От маленького поселка лесорубов Прятки, получившего название свое от извилистой речки, прячущейся в густых зарослях ивняка, ольхи и болотных дудок, до городка Снегова, куда я направлялся, было чуть более семидесяти километров. Сначала я намеревался идти большаком и заночевать на середине пути в какой-нибудь деревушке, которые отстоят тут друг от друга на пять-шесть километров, но передумал и, свернув на проселок, стал через перелески выбираться на Ломенгу.

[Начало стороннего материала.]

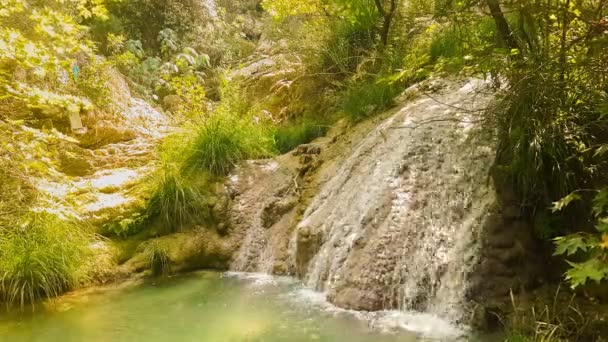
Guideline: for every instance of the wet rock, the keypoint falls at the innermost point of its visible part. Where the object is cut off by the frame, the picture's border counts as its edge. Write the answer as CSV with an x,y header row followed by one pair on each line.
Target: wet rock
x,y
73,164
275,210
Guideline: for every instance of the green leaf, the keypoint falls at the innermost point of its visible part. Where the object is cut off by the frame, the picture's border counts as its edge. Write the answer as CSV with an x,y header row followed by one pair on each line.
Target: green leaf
x,y
602,225
570,245
564,202
601,150
592,269
600,202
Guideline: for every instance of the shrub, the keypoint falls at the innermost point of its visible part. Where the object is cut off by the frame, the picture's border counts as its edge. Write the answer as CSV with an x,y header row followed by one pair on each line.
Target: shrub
x,y
158,259
40,259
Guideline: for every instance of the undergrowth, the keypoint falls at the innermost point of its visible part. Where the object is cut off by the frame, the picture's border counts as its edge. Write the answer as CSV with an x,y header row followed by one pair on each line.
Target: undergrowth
x,y
158,259
41,259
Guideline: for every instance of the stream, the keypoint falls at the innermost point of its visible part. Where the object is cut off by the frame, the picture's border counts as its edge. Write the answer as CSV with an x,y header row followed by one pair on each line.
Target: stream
x,y
210,306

Ломенга в этих местах не так широка. Это уже в низовье разливается она в полноводную реку, чтобы вплеснуть ледяные струи лесных речек и рек, впадающих в нее, в необъятную ширь Волги. А здесь Ломенга тиха, спокойна, но довольно глубока. Стальная лента ее широкой просекой прошла сквозь частые перелески, пролагая прямой путь с северных водораздельных увалов к югу.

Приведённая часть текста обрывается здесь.